Mamá tenía a veces la ocurrencia de salir y ponerse a trabajar en el jardín, o a ocuparse de algo en el invernadero en plena noche clara de verano, era como si no necesitara dormir como los demás, especialmente en verano. Cuando yo volvía a casa por la noche después de ir de marcha con mis compañeros, mamá estaba atareada en un macizo de flores con un cubito rojo y guantes de jardinería con florecitas rosas estampadas, mientras papá dormía a pierna suelta. Como no podía ser menos a esas horas, no había nadie por las calles y todo estaba en absoluto silencio. Mamá me daba los buenos días y me miraba como si supiera sobre mí algo que yo desconocía por completo. Así que me sentaba en la hierba a su lado media hora a arrancar las malas hierbas, por hacer algo, era tan sólo una forma de hacerle compañía. Quizá tenía en la mano una botella de cerveza a medias, y la metía en el macizo de pensamientos mientras me tumbaba con un codo debajo de la cabeza para ver pasar los nubarrones. Cuando quería estar a solas con mamá, me iba con ella al invernadero o al jardín, así podíamos charlar. A veces estaba distraída pensando en otra cosa y si le preguntaba en qué pensaba, me respondía sí, sí, me parece muy bien lo que dices. Y sonreía para mostrar su conformidad, con gesto risueño.

– Para un estudiante tan destacado como tú no hay mucho futuro en la jardinería.

– Bueno, yo no sé qué es eso de ser un estudiante destacado.

– Aunque tu padre sea ya mayor, Lobbi, todavía no es un carcamal. Resulta que tengo guardados todos tus certificados de notas. Doce años, y el primero de la clase; dieciséis años, y el primero del curso; terminaste el bachillerato como primero de tu promoción.

– No puedo creerme que guardes todas esas cosas -las tendría guardadas en una caja o en el trastero-. Tira esa basura, papá.

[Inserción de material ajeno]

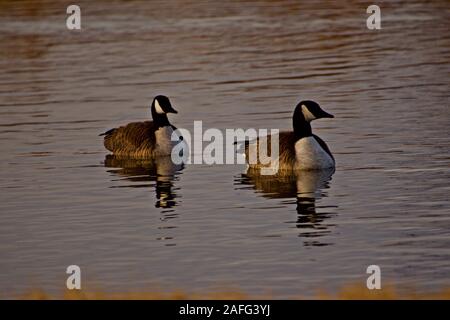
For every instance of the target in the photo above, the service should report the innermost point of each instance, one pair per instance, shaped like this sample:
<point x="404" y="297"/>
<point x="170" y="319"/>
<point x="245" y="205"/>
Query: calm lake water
<point x="233" y="65"/>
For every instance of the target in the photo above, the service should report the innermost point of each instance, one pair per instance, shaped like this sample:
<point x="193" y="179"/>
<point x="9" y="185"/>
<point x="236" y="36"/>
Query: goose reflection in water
<point x="160" y="170"/>
<point x="306" y="187"/>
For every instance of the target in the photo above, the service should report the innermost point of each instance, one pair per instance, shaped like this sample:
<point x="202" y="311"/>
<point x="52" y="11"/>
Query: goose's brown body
<point x="287" y="153"/>
<point x="134" y="140"/>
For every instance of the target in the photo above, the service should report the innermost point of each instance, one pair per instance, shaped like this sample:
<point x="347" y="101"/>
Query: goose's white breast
<point x="164" y="144"/>
<point x="310" y="155"/>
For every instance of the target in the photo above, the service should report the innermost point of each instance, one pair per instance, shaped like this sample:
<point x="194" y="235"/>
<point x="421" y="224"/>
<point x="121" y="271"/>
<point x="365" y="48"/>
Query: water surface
<point x="145" y="225"/>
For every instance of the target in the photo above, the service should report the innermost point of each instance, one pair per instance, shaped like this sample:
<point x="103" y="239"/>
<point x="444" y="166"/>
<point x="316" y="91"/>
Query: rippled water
<point x="140" y="225"/>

– Demasiado tarde, Lobbi; Prröstur, el enmarcador, les va a poner marco a todas.

– ¿No lo dirás en serio?

– ¿De modo que ni siquiera te planteas ir a la universidad?

– No, de momento no.

– ¿Y botánica?

– No.

– ¿Biología?

– No.

– ¿Y fitobiología o fitogenética con especialización en fitotecnología?

Papá se ha estudiado los planes de estudios. Tiene el volante bien apretado entre las dos manos y no aparta la mirada de la carretera.

– No, no me interesa ser científico ni profesor de universidad.

Me siento más a gusto en la tierra mojada, es muy distinto poder tocar plantas vivas; a un laboratorio no llega el olor de la hierba después de un chaparrón. Es difícil expresar en palabras que papá entienda el mundo que compartíamos mamá y yo. Mi interés está en lo que crece de la tierra fértil.

– Pero quiero que sepas que tengo guardados unos ahorros que serán tuyos si quieres continuar tu formación y entrar en la universidad. Eso es aparte de la herencia de tu madre. Jósef está contento donde está -añadió-. Naturalmente, me ocuparé de que no le falte nada a él tampoco.

– Muchas gracias.

No hablo mucho de jardinería con papá. Claro, que tampoco puedo ir y contarle a mi electricista que a lo mejor no sé lo que quiero, que puede ser difícil decidir algo así de una vez por todas, en un determinado momento de la vida.

«No se llega demasiado lejos con los sueños, mi querido Lobbi», diría papá.

«Hay que seguir los propios sueños», habría dicho mamá.

Y luego se habría asomado por la ventana de la cocina para observar un buen rato su territorio, no sólo lo que se extendía pocos metros más allá del invernadero y del vallado, como si el jardín fuera solamente una parcelita llena de flores que no dejara ver lo que había más allá de la valla porque estaba repleta de las más variadas matas, árboles y otras plantas, sino como si estuviera esperando huéspedes llegados de lejos. Después echaría en un cuenco las pasas de una bolsa, lo pondría debajo del grifo y dejaría que se desbordara.

– Desde luego, siempre es mejor que pasarse meses mareado en un arrastrero -dice papá finalmente.